L to R-Case Manager Gloria Valdivia, Horizon Home Care Director Donna Simpson, Direct Support Worker Rachel Padilla and Home Support Services Administrator Dr. Phil Putnam during a ceremony to recognize the efforts of Padilla to save a young man in Casa Grande.


     FLORENCE- What seemed like an ordinary Tuesday morning for Pinal County Horizon Home Care's Rachel Padilla turned out to be a life changing event for her and a young adult.

     Horizon Home Care provides home health and home support services for medical and general health needs. 

     Padilla is a Direct Support Worker for Horizon who works in the Casa Grande area.

     "On Tuesday, May 20, I was taking care of a client in Casa Grande," Padilla recalled.  "Suddenly we began hearing dogs barking from across the street.  They were constantly barking, going on and on.  They wouldn't let up."

     A family member of the client went to the door to see what the dogs were barking at and saw what appeared to be a person lying off to the side of the residential street.

     The family member, a son of the Horizon Home Care client, went out to check on the person to see if they were okay.

     "I watched him from the doorway," Padilla said.  "I saw him checking for a pulse and then he started shaking his head."

     Another neighbor appeared from a house nearby with a cell phone in hand.

     "I started heading over there to see if there was anything I could do," she said.  "The neighbor on the phone with 9-1-1 was yelling 'he's dead, he's dead.'"

     Padilla kneeled to check the young man, approximately in his late 20's, for any signs of a pulse.  Feeling the wrist and then the neck, Padilla was not surprised to find the absence of any signs of life.

     "His skin color wasn't right," Padilla remembered, "he was gray and ashy.  Just by looking at him you could see he was dead.  It was hard to see at first, but I said to myself 'I have to do this'."

     Padilla's field training included a class in CPR.  Her training kicked in and she knew she had to try to breathe life into the young man.

     "He was very, very stiff," Padilla said.  "I was trying to move his neck, but he was really rigid."

     Another problem posed to Padilla was that the young man's tongue had swelled up, making it hard to perform CPR.

     "I couldn't get a breath into him," she said.  "I kept on trying to move his neck up.  I asked the woman on the phone to help me by pinching his nose shut.  She was still on the phone with 9-1-1 while I kept breathing harder and harder, trying to get the air into him."

     Padilla's efforts were rewarded.

     "His whole body suddenly jerked which startled me.  He started breathing again."

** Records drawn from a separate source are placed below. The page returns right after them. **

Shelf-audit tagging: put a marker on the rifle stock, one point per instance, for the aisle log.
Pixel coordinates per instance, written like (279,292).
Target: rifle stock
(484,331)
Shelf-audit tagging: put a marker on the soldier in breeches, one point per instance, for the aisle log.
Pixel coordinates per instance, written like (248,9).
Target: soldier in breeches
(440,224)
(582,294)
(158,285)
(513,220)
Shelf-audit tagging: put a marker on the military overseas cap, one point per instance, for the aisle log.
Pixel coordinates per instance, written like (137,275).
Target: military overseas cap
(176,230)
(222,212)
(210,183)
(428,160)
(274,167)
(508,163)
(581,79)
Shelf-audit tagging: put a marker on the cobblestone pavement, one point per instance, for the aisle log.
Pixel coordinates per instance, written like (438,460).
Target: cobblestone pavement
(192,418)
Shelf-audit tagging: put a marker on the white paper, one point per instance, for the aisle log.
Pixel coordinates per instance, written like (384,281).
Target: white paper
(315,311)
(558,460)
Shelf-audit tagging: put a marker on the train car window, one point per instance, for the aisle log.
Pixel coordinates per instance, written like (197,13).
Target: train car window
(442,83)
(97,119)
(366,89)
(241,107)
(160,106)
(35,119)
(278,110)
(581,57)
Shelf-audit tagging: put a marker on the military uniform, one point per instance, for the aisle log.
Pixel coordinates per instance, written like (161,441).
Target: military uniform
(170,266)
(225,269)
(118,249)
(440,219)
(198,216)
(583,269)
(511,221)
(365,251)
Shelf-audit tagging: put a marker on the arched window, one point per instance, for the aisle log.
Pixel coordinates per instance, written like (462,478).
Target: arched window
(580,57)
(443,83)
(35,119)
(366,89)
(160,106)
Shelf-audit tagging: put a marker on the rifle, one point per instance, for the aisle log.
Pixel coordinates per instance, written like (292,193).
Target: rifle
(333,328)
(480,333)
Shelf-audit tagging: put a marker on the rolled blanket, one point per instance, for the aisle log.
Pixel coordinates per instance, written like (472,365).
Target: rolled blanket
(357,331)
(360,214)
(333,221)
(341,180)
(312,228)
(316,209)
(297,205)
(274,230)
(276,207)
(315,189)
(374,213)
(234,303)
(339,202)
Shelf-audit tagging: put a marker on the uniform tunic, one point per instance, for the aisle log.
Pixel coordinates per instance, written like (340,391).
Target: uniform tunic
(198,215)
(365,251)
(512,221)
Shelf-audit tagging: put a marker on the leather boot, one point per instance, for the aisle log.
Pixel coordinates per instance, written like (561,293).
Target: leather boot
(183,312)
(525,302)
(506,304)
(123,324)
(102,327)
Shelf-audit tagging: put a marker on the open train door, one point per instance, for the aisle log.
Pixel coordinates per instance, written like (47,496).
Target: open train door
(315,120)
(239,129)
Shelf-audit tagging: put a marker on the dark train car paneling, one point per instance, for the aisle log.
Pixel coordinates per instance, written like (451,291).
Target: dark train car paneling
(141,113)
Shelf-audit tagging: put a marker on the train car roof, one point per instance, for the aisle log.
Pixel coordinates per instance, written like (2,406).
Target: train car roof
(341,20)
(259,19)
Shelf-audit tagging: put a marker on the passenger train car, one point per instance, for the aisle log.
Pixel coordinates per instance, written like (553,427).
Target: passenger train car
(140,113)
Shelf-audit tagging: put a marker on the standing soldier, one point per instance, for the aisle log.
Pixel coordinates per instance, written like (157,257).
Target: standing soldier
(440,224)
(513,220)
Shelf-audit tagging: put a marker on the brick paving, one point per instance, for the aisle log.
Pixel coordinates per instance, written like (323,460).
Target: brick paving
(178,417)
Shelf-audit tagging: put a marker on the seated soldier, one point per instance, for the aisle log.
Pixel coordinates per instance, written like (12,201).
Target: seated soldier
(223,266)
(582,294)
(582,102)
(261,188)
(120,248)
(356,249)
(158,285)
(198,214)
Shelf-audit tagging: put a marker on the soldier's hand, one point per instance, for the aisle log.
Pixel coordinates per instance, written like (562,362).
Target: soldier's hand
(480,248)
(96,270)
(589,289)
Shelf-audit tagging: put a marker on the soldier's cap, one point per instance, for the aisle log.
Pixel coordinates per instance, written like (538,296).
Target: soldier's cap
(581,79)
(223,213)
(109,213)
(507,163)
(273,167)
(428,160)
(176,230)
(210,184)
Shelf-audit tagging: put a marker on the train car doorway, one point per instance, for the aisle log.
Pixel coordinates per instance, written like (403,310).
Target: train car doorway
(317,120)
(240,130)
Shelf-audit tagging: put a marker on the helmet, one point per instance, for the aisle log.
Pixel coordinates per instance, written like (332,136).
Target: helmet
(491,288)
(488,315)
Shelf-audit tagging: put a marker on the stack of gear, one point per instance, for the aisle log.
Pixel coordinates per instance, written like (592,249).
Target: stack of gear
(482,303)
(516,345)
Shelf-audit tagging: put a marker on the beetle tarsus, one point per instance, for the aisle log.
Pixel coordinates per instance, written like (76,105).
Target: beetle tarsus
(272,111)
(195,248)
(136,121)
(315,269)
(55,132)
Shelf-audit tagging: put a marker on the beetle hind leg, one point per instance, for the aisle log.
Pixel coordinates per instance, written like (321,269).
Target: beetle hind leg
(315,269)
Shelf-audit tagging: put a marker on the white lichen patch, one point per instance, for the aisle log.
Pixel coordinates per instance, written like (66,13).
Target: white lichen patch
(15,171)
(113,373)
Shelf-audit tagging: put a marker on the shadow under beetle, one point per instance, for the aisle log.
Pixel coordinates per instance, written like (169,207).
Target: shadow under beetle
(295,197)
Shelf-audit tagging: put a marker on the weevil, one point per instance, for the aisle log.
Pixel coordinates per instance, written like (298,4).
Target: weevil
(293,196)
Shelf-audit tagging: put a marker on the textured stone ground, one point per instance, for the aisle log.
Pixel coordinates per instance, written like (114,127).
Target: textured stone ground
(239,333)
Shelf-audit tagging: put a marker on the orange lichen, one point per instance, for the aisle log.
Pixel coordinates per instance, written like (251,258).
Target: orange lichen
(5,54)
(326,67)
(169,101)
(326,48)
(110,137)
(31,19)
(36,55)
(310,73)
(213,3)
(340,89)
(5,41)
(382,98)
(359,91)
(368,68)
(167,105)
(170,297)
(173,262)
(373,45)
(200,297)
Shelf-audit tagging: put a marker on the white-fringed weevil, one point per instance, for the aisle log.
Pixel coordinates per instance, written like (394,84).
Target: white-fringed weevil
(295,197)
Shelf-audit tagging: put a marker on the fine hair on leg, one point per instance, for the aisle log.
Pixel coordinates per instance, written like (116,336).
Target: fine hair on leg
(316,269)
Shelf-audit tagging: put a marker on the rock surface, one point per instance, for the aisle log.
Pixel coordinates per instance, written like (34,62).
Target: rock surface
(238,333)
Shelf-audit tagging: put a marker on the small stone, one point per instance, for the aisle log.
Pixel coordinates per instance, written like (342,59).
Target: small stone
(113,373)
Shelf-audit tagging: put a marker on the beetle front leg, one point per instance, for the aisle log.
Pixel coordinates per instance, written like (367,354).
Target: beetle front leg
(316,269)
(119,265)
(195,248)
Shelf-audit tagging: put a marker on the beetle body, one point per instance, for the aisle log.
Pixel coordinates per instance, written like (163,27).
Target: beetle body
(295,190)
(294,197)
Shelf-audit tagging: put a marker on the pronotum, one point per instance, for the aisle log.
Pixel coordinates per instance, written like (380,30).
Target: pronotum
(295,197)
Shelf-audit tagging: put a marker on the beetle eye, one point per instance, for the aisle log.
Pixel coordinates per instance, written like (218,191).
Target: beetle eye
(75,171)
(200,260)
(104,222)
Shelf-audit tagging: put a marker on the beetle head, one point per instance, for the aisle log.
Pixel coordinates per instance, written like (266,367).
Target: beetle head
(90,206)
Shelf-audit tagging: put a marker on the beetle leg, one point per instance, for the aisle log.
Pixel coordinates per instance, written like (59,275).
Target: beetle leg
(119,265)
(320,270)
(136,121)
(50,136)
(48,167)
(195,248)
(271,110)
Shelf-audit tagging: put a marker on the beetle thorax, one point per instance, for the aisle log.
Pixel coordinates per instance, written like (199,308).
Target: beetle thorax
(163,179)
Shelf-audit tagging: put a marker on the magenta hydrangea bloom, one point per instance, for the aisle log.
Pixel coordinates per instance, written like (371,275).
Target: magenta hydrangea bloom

     Unbeknownst to Padilla, a small crowd gathered around her while she was performing CPR.

     "I thought there were only few people around us," Padilla said.  "It startled me as they started clapping when the man began to take a breath.  I really didn't know so many people were watching."

     The unidentified woman in communication with 9-1-1 relayed to Padilla that the operator's instructions were to keep breathing into him until the ambulance arrived, but not to apply compressions to the chest.

     "After about 6 breaths his color started coming back."

     The ambulance arrived soon after the man started breathing.

     Phil Putnam, Ph.D., the Home Support Services Supervisor for Horizon Home Services said that all Direct Support Workers receive CPR training before they head into the field.

     "It's amazing," Putnam said.  "She had finished her training only two months ago and put it to good use."

     Padilla's efforts were recognized by Horizon Home Care's Director Donna Simpson.  During a staff training session, Simpson awarded her with a certificate of thanks and a colorful plant.

     "She certainly is 'Horizon's Hero.'  We are proud!"  Simpson said.

     Following the short ceremony, Padilla said she was glad to have taken the training that allowed her to make a difference in another person's life.

     "It makes me glad that I was able to help the man out," Padilla said.  "I have five sons and if they were to collapse, I would want someone to help them.  I was thinking that if I wasn't around at the time this man might not have a second chance."